At the heart of the South Korean National Pension Service’s latest bet on private real estate is an ambition to own assets capable of weathering change better than many of those adversely impacted by this year’s pandemic.

In an announcement on Thursday on the $672 billion investor’s global ‘build-to-core’ joint venture with private real estate development and management giant Hines, Hyo-Joon Ahn, NPS’s chief investment officer said: “We believe there are significant opportunities to invest in the highest quality, bulletproof assets that will provide long-term value to NPS stakeholders.” Korea’s preeminent institutional investor believes the Houston-based manager is ideally placed to deliver such opportunities.

“The current economic climate, shaped by global responses to the pandemic, has impacted all sectors of commercial real estate,” he added. “This venture has committed to a long-term strategy capitalizing on the transformation of living environments, consumer behavior and space-use patterns combined with the latest technology in real estate development.”

David Steinbach, Hines’ global chief investment officer, told PERE the firm has never before engaged with one of its investors on such a globally focused, discretionary and long-term oriented mandate. Under the joint venture, agreed at a ‘relationship meeting’ in Seoul, Hines will envisage and develop properties able to cater for fast-changing occupier needs across sectors. Mixed-use, residential, offices and logistics properties will feature, all in what Hines terms “high-barrier-to-entry markets.”

NPS has bought into Hines’ 1,000-ft vision that key aspects relating to individual property types are becoming apparent across real estate sectors. “Our view of the world is that all the product lines are converging,” said Steinbach. “This vehicle is pressing into something which is about the future of real estate.”

Steinbach: ‘The rules of the game are changing’

Among these converging characteristics is the view that real estate, across sectors, is becoming more of a service than an asset, underpinned by a greater influence from occupiers. “The rules of the game are changing,” he said. “There’s a new muscle of flexibility our customers have and are going to want to keep.

“Tenants want a complicated thing made simple. As such, having a vertically integrated operating platform is important.”

So far, the venture has been 20 percent committed to projects in North America and Asia-Pacific, specifically into two deals yet to be formally announced. A significant proportion of the capital committed by NPS is expected to be deployed in Europe.

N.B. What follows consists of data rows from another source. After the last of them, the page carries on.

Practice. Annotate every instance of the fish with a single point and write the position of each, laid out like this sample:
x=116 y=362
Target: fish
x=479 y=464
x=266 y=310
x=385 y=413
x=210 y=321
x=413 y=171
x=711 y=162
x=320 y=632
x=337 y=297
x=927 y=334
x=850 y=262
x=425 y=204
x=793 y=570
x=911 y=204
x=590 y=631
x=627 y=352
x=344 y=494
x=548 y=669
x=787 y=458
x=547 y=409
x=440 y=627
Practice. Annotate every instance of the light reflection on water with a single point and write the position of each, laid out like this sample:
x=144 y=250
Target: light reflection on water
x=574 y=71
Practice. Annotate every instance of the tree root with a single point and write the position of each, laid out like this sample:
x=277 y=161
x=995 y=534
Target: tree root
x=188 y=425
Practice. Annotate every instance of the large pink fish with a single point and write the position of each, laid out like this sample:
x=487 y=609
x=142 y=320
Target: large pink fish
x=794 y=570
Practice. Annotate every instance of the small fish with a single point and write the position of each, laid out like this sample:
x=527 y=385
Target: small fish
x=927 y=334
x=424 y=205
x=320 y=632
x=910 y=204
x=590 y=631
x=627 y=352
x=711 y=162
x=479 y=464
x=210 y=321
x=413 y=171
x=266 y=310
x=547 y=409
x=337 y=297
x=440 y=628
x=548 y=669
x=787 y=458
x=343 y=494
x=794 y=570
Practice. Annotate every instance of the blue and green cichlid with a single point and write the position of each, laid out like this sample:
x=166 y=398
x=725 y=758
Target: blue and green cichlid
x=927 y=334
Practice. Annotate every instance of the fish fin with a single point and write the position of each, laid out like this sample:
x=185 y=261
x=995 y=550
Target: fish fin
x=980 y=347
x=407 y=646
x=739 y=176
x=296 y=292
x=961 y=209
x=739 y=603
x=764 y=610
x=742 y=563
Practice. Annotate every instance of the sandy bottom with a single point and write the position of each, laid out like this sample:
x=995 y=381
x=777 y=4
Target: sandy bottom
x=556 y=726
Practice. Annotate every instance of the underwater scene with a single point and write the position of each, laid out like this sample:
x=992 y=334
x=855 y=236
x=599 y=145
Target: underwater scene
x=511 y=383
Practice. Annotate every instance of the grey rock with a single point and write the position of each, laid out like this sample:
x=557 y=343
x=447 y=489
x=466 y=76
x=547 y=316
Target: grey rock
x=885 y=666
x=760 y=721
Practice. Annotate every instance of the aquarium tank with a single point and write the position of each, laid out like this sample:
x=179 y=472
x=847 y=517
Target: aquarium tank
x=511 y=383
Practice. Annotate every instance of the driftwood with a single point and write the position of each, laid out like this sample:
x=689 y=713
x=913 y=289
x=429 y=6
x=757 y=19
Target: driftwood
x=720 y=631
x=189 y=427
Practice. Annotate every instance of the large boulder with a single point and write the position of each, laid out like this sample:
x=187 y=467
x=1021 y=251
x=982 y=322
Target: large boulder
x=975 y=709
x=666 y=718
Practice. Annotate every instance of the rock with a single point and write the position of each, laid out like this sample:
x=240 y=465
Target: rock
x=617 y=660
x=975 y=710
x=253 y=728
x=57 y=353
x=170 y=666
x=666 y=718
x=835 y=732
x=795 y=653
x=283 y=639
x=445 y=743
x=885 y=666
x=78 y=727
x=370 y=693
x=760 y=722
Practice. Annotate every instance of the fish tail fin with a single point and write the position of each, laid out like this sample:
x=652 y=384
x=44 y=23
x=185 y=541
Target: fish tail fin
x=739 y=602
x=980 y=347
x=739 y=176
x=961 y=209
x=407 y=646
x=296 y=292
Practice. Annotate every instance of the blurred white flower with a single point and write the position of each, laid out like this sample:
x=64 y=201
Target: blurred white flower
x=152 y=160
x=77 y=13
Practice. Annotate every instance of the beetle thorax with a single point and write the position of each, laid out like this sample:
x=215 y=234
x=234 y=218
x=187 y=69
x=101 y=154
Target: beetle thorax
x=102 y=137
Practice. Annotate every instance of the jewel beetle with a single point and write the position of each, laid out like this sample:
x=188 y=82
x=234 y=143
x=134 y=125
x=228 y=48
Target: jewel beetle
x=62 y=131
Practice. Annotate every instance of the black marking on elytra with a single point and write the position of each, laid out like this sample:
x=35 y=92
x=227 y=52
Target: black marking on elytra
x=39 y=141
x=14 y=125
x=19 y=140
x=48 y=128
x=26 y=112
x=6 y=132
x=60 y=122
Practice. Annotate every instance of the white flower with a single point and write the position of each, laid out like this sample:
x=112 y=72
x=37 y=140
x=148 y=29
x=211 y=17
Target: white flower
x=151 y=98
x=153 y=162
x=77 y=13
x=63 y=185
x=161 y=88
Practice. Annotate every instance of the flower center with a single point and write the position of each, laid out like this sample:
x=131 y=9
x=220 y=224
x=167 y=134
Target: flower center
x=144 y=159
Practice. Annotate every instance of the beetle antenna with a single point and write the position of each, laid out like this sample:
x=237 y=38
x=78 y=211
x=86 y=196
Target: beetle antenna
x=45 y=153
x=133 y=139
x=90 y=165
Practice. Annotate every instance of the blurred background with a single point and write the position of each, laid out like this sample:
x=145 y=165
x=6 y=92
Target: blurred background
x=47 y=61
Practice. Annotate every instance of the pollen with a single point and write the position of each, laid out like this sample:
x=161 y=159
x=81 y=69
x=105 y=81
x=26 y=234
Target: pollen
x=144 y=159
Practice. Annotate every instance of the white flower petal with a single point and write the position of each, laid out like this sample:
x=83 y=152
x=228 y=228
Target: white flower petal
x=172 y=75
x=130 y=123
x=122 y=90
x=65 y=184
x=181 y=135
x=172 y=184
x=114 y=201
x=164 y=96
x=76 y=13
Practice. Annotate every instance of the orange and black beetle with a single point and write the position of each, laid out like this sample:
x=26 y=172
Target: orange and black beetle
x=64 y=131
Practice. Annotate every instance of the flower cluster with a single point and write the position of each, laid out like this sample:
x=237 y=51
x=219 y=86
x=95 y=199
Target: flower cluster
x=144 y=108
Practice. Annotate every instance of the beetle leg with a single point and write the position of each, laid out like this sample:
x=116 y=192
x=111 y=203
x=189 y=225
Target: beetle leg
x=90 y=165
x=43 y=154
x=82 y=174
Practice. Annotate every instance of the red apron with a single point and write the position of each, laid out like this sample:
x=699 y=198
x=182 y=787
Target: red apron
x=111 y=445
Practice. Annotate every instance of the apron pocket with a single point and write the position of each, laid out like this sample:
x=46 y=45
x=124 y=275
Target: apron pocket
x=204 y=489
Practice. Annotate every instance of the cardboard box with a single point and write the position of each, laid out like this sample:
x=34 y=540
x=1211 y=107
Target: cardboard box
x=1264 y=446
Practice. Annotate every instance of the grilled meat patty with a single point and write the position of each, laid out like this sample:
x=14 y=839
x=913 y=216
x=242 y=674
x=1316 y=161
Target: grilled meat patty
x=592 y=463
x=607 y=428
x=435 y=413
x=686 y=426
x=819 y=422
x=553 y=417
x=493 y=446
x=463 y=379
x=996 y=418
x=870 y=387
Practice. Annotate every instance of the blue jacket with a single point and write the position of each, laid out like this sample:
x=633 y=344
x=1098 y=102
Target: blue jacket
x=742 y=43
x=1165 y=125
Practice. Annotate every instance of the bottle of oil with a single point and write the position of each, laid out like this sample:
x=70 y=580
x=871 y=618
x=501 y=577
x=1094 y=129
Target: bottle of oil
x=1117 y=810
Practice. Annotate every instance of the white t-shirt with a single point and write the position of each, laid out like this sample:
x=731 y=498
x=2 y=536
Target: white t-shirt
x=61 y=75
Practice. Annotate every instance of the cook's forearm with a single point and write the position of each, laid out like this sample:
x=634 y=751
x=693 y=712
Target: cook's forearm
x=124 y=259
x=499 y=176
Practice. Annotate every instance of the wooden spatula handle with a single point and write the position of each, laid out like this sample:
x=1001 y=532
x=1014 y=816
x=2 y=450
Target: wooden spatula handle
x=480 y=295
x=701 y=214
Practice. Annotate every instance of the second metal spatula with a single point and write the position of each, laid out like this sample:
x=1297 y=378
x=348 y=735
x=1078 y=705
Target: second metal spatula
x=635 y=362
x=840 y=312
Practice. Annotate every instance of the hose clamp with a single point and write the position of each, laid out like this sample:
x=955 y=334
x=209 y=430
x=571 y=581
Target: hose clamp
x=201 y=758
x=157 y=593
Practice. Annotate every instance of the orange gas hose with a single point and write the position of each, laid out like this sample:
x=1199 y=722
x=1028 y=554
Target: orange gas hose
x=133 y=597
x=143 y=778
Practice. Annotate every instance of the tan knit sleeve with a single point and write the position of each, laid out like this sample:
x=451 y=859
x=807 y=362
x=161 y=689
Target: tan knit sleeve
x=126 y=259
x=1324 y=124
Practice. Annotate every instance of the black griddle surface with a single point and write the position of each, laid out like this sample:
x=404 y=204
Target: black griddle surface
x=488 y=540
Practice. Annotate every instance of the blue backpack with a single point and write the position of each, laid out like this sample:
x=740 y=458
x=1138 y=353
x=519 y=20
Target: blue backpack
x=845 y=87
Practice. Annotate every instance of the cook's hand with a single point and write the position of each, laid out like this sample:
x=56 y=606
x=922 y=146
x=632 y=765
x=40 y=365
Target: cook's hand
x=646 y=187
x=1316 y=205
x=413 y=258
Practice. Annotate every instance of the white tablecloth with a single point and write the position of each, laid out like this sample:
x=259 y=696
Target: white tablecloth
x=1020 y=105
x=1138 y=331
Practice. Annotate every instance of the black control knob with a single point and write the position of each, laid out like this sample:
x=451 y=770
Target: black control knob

Steinbach declined to comment on the targeted performance of the joint venture. But he confirmed it was in line with traditional development-based risk-return strategies. Typically, development strategies are expected to deliver opportunistic returns of 20 percent IRR and a 2x equity multiple. However, as this venture is long-dated, the emphasis would be on the equity multiple.

NPS is not the only large institutional investor looking to tap Hines’ philosophy on the asset class. Earlier this year, Ivanhoé Cambridge, the real estate business of Canada’s Caisse de dépôt et placement du Québec, appointed Hines to manage a 10 million square foot portfolio of offices, the sector arguably most immediately adversely impacted by the pandemic, with a view to modernizing the assets for optimal post-crisis use.